The results of our study highlight the efficacy of LT as a viable treatment option for liver-originated tumors, particularly HCC. The favorable patient survival rates at 1, 3, and 5 years underscore the potential curative impact of transplantation in carefully selected cases, aligning with established criteria such as Milan and UCSF (4). The use of PET/CT for thorough pre-transplant assessment demonstrated its significance in confirming the absence of extrahepatic involvement, aiding in more precise patient selection.

Notably, the inclusion of LDLT in our study reflects the pragmatic response to organ shortages, extending the application of transplantation to salvage scenarios.

Study Limitations

It is crucial to acknowledge the limitations of our study.

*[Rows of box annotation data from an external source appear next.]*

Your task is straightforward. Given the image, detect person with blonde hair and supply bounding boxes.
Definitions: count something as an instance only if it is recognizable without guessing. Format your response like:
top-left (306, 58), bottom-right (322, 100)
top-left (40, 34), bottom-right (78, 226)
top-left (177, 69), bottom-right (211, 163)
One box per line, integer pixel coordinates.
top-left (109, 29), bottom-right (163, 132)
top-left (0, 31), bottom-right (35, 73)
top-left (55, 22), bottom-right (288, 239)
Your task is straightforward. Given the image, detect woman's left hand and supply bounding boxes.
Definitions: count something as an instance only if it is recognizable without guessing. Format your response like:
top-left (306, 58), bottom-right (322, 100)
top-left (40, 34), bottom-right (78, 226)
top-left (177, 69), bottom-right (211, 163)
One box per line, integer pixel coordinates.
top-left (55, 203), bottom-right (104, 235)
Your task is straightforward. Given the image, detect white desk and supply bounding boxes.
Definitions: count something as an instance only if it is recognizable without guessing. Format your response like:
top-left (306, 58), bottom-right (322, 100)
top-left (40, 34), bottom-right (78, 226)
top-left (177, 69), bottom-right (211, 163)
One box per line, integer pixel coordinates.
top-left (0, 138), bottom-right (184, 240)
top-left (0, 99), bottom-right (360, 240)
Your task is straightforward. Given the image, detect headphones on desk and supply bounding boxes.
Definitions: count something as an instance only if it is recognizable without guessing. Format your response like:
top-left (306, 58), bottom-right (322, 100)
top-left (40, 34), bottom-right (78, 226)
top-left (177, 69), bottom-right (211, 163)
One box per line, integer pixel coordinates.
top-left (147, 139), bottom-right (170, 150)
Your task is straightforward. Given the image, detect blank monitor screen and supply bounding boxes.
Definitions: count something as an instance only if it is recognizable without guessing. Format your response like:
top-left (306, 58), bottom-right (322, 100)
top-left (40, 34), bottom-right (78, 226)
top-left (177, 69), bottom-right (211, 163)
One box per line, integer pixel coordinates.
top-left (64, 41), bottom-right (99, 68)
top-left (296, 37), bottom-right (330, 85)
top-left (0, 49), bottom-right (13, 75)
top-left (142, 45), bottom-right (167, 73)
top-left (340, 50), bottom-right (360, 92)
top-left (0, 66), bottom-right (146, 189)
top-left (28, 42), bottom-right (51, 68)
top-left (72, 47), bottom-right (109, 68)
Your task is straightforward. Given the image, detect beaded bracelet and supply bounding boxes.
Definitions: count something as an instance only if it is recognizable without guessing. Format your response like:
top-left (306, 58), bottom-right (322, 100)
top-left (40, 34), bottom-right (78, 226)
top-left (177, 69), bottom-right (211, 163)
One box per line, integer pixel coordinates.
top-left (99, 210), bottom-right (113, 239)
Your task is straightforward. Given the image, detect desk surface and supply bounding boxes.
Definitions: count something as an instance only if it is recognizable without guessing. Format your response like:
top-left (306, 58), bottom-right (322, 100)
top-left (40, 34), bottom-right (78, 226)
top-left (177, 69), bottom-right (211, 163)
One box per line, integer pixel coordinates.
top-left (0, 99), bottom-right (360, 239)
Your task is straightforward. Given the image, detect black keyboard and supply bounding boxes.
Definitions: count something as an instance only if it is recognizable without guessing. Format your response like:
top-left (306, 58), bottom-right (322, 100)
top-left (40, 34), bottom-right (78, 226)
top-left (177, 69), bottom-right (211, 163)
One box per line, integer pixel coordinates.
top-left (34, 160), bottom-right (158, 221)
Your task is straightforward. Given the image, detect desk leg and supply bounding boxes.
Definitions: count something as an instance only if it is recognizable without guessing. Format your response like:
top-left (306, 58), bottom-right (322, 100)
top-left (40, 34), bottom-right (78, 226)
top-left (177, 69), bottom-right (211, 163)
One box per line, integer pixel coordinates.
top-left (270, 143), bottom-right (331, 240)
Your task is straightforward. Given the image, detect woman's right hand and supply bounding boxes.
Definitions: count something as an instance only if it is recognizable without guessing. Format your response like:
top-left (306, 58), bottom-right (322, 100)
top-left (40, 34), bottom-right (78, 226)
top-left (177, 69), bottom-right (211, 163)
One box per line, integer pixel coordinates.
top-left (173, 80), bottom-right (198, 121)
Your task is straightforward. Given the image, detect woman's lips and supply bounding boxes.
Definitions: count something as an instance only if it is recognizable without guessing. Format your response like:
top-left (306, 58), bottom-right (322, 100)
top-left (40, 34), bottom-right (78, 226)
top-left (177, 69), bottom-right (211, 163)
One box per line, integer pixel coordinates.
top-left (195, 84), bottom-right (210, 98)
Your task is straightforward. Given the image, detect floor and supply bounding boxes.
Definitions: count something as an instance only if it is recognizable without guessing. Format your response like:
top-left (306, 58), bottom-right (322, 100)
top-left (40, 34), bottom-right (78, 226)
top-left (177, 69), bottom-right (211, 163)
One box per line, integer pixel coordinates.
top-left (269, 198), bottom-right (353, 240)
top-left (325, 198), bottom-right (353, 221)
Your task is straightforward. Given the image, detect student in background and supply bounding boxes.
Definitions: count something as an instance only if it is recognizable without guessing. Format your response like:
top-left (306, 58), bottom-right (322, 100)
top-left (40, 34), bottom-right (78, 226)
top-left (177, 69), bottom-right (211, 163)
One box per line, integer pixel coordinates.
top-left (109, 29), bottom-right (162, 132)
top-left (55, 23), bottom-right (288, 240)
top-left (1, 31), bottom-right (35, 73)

The relatively small sample size and single-center retrospective design may influence the generalizability of our findings. In addition, the presence of tumor recurrence, albeit infrequent, emphasizes the ongoing challenges in achieving long-term success.

CONCLUSION

Our study supports LT, including LDLT, as a valuable and life-extending treatment for liver-originated tumors. The encouraging survival rates warrant further exploration and consideration in the evolving landscape of liver cancer management. Despite the promising outcomes, ongoing research and multicenter studies are essential to validate our findings and address the inherent limitations, thereby ensuring a comprehensive understanding of the role of transplantation in this complex patient population.

We have a small patient group in this study, but we believe that, regardless of the tumor size, PET/CT scans, tumor grade, and AFP levels are possible parameters of the biological behavior of tumors, which will help in decision-making about the inclusion or exclusion of LT candidates with HCC beyond the current selection criteria.

References

1
Rumgay H, Arnold M, Ferlay J, Lesi O, Cabasag CJ, Vignat J, et al. Global burden of primary liver cancer in 2020 and predictions to 2040. J Hepatol. 2022; 77: 1598-606.
2
Sung H, Ferlay J, Siegel RL, Laversanne M, Soerjomataram I, Jemal A, et al. Global Cancer Statistics 2020: GLOBOCAN Estimates of Incidence and Mortality Worldwide for 36 Cancers in 185 Countries. CA Cancer J Clin. 2021; 71: 209-49.
3
Reig M, Forner A, Rimola J, Ferrer-Fàbrega J, Burrel M, Garcia-Criado Á, et al. BCLC strategy for prognosis prediction and treatment recommendation: The 2022 update. J Hepatol. 2022; 76: 681-93.
4
Dageforde LA, Fowler KJ, Chapman WC. Liver transplantation for hepatocellular carcinoma: current update on treatment and allocation. Curr Opin Organ Transplant. 2017; 22: 128-34.
5
Karakayali H, Moray G, Sozen H, Dalgic A, Emiroglu R, Haberal M. Expanded criteria for liver transplantation in patients with hepatocellular carcinoma. Transplant Proc. 2006; 38: 575-8.
6
Tabrizian P, Zeitlhoefler M, Hassan AT, Marino R. Immunotherapy for transplantation of hepatocellular carcinoma: the next frontier in adjunctive therapy. Curr Opin Organ Transplant. 2024; 29: 144-54.